The Anti-Slavery Society Convention, 1840. Painting by Benjamin Robert Haydon. ©National Portrait Gallery, London.

“Fighting the Atlantic Slave Trade” 

Daniel B. Domingues da Silva, Assistant Professor, Department of History, University of Missouri 

Nominated by: Rachel Brekhus, Humanities Librarian, University of Missouri 

A good educator knows that the best way to teach is to somehow bring the “experience” to the classroom. Fighting the Atlantic Slave Trade is a sophomore seminar course created by Dr. Daniel Domingues da Silva, assistant professor at the University of Missouri, with support from the Campus Writing Program. The university’s Canvas learning management system supplied students access to a total of 150 18th-and 19th-century primary source materials on the British abolitionist movement from a variety of free online repositories, university-subscribed databases, and tangible library-owned rare items and reprints, including pamphlets, sermons, speeches, satirical drawings, reports, registries, committee prints, petitions, court testimony, letters, and tracts. 

The Negro Servant, an Authentic and Interesting Narrative of a Young Negro. London, c. 1800. Courtesy of Ellis Special Collections, University of Missouri Libraries.

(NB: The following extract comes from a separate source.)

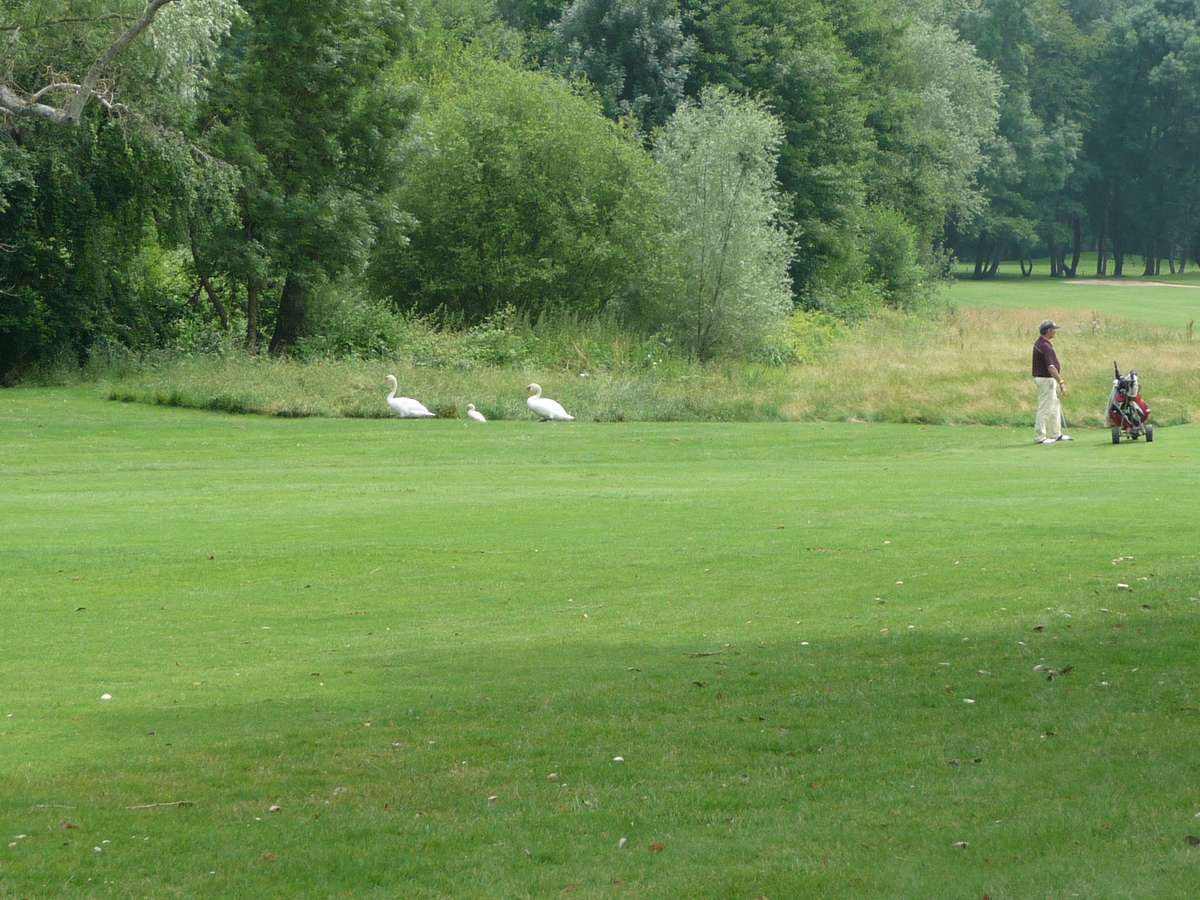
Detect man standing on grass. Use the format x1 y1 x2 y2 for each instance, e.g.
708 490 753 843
1033 319 1070 444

For an initial journal assignment students created a persona or character based on biographical sketches of historical figures in leading abolitionist Thomas Clarkson’s circle. All personas were to be London-based members of Clarkson’s Society for Effecting the Abolition of the Slave Trade (founded in 1787), but individual backgrounds varied; students might choose to write from the perspective of religious and political reformers, merchants, Enlightenment philosophers, or former slaves. 

In later assignments students were instructed to create a written product with appropriate evidence and arguments for a particular 18th-or 19th-century audience, initially basing their writing on a single primary source, and then on a structured list of linked primary sources. After completing each week’s writing, students wrote a journal entry, in which they detailed the challenges they encountered in understanding and using primary sources, and—as their characters—reflected on their latest goals for abolition, their current projects, the political climate, and their personal fears and hopes for the movement. 

Students were placed in the center of a transformational journey that enabled them to engage in an activity that enhanced their learning experience. An award reviewer wrote, “Abolition work (and hence history) becomes a lived experience in this course.” 

One student wrote (in an article under review for publication): “Students struggled to answer the same questions voiced by abolitionists. Can imperialism be used for good, or is it the source of all evils? How, and with what, do you replace a major component of the economy? How do you persuade producers, consumers, and legislators to abandon profit in favor of morality? These questions and others provided a continuous challenge over the course of the semester. The unique format of the course encouraged students to move beyond research and fully engross ourselves in the campaign. Increased empathy, for both the abolitionist and millions of men, women, and children victimized by the transatlantic slave trade, proved an unavoidable consequence of this project. With that empathy came the understanding that the Society for Effecting the Abolition of the Slave Trade did the unthinkable, triumphing over wealthy opponents, powerful lobbyists, and public indifference. As a result of ‘Fighting the Atlantic Slave Trade’ students witnessed that by utilizing writing and research activists can overcome the most daunting obstacles to change the world.”